What we’re advocating is what I mentioned before – that people start their planning with the person affected. We can’t be caught in the trap of thinking that the answer to this is simply to build buildings and put people in them. These people need the opportunity to participate in the development of the service while it’s being developed and while it’s up and running. People must be consulted from the very outset – and from that, the type of support service that they need will be developed. For some people it will be sharing a house, for others it may be living in a self-contained unit with support coming in. Others will go home and those with very high support needs will be provided with high level nursing care that they require.

We’re hoping that state governments will take this approach. We’re talking constantly with them about how this is to work and work well – and eventually I suppose – how we can start to do something that can deliver a better system of long term care and support for everybody, not just this group.

Q: Do you think that this will be the case?

A: I hope so. There is a really strong desire from all political sides to see something genuinely done. I’m sure it will get through, but these things can take a bit of time. Hopefully by July 1st the agreements will be in place, but if not it shouldn’t be too much longer. We only really have 5 years for this program, so they can’t afford to afford to wait to long

Q: Do you have any suggestions on how young Australians that want to become involved can take action on this issue?

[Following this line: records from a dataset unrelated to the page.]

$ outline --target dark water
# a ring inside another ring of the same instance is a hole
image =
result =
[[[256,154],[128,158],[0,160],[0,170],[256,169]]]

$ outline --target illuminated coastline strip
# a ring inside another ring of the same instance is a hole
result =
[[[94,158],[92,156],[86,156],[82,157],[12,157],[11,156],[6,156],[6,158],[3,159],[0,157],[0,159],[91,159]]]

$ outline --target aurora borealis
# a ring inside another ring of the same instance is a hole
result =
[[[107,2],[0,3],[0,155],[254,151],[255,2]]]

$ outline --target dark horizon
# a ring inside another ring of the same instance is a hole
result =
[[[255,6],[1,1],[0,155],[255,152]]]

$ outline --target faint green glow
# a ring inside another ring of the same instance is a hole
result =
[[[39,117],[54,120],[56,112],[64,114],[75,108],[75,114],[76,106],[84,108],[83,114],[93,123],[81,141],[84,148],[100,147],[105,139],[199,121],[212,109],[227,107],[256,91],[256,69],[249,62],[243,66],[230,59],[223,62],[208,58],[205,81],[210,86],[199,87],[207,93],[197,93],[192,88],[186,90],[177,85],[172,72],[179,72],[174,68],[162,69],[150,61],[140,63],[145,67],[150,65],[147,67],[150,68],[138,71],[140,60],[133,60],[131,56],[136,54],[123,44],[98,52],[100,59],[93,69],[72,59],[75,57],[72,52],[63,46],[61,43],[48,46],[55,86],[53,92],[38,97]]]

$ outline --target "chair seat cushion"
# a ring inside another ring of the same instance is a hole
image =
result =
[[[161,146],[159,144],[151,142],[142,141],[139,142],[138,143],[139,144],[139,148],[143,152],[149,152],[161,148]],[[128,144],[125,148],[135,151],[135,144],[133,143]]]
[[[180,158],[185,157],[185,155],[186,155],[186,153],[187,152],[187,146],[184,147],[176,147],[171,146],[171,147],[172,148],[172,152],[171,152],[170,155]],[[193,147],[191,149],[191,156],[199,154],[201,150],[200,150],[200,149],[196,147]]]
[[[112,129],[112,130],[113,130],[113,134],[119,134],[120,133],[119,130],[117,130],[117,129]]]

A: Absolutely. They can have a look at the National Alliance website at www.ypinh.org.au. This website gives suggestions on a range of activities they can do. People can sign up to receive the National Alliance newsletter, they can find information on upcoming events and fundraisers and can make donations to our organisation. We also have a young woman called Amy Vanson who is walking from Brisbane to Canberra to raise awareness of this issue. She’s trying to get financial support for respite and for holidays for young people in nursing homes. So they can make a donation to Amy through her website www.walkwitharose.com

People may think that because we’ve got this COAG program underway – that the job’s done. The job is far from done so we need people to talk to their local politicians – state and federal – talk to them about this issue – as part of a broad sense of long term support that the community – needs to have in place. The National Alliance has created a kit to assist young people to take this kind of action, action that will in turn help the government to do the right thing.